In principle, all industrial processes were controlled manually by the operator (even today this type of control exists in many plants), the work of this operator was to observe what is happening (as in the case of a drop in temperature) and made some adjustments (like opening the steam valve), based on user control and in one's ability and knowledge of the process by the operator.

This loop - process sensor, the operator, a valve, a process - it remains a basic concept of process control.

In manual control, however, only an experienced operator reactions make the difference between a relatively good control and other erratic, indeed, this person will always be limited by the number of variables you can handle.

Furthermore, data collection requires greater effort for an operator, which is already devoting significant time in the care of the processes observed and is therefore too busy to write numbers and data, which are obviously needed to better control over the process. All this can combine to have data that can be inaccurate, incomplete and difficult to handle.

Automatic control unlike the manual, is based on devices and equipment that make an entity capable of making decisions about changes or adjustments to a process for achieving the same objectives as in the manual control but with many additional benefits. In addition to this, a number of elements that can be integrated into this set to achieve compliance with various functions, which as mentioned, it would be impossible to be accomplished by an operator with the desired accuracy and efficiency.

A little history is always good

The first control of industrial processes based on the ability of the operator (manual control). In subsequent years, the emergence of local controllers allowed the operator to handle multiple control loops, but there was still the problem of data collection. The local controllers are still very useful, as well as robust and simple. However, because they are directly related to the process and therefore are scattered throughout the plant, obviously makes the adjustments to perform maintenance and time consuming such instruments.

The development of the pneumatically operated control devices marked a major advance in the process control. Here the variables can be converted to pneumatic signals and transmitted to remote controllers. Using some complex mechanisms, a pneumatic controller to perform simple calculations based on a reference signal (set point) and the process variable and adjust properly the final element of control. The advantage was that the operator could control a number of processes from a control room and make the necessary changes simply. However, the constraints lie in the slow control system response to rapid and frequent change and inadequate application in situations where the instruments are too far apart (losses).

Around 60, the electronic devices as an alternative replacement appeared to pneumatic controllers. The electronic controls for a closed loop, are fast, accurate and easy to integrate in small interactive links, but the improvement in terms of operation with respect to tires was relatively small and well data collection, yet very easy to handle.

Some time after the onset of analog electronic control systems, development of the microprocessor allowed the emergence of digital transmitters and controllers, as well as programmable logic controllers (PLC), also specialized systems such as the computerized numerical control machines (CNC)

The use of digital computers did not take long, of his application, are the direct digital control systems (DDC), to monitoring and control systems today, which is achieved by handling a large number of processes and variables, collect lot data, analyze and optimize various units and plants and even other activities such as maintenance planning, quality control, inventory, etc.

Regardless of the technology, the evolution of control techniques have had as one of its key objectives, replacing the direct action of man in the management of a particular process, by the use of equipment and automated systems, however, there is an analogy very clear distinction between them and the man, in regard to how to act

The type of process chosen for a particular product will depend on their production requirements and quantities.
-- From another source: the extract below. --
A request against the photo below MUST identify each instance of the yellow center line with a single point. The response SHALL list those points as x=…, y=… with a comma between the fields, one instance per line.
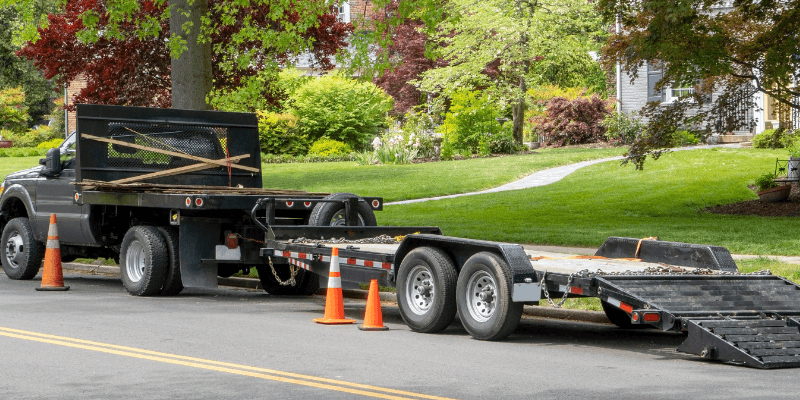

In any case, to control it is necessary to know about the instrumentation used and overall mechanical aspects related to the process. Optimal control however, is not only a function of the devices, equipment and systems to be used, but mainly the knowledge of the process to be controlled.

Instruments and equipment for Process Control and Automation

Industrially, the instruments are used to monitor and control process variables. Depending on the type of process, as discussed below, are selected components. Below is a block diagram of a closed loop control or feedback. It is not the only way to control a process, but we will serve to identify the functions of the main field and panel instruments used to measure and control industrial variables.

Here the process can be physical or chemical reaction or energy conversion. There are different types of disturbances that affect the process conditions. These disturbances create a need to monitor and control the process.

The controlled variable is the parameter to be controlled to the desired value or reference (set point). The sensor measures the value of the controlled variable and the transmitter changes this value to a standard signal can be transmitted. This signal is received by various components, depending on the function of the system et instruments such as registration, display, control and trigger alarms or interlock.

In the case of the driver (in this case a process controller), this signal (wariable measure) is compared with the set point and the difference (deviation) is used to fine item! control (usually a valve) to adjust the value of the wariable manipulated. This setting causes the controlled variable value is directed toward the reference.

Of course, not all automatic control systems have exactly this model (called feedback), there are variations such as feedforward control, the cascade, the split range, combinations of these, and so on. technology tools based on ancient or modern, of all these technologies, we will refer to those related to ongoing processes of automatic regulation, as discussed below.

Let's use some considerations related to the components of the diagram above, from sensors to the final control elements, also mentioning other aspects of instruments not considered in this diagram, but also important in some control loops.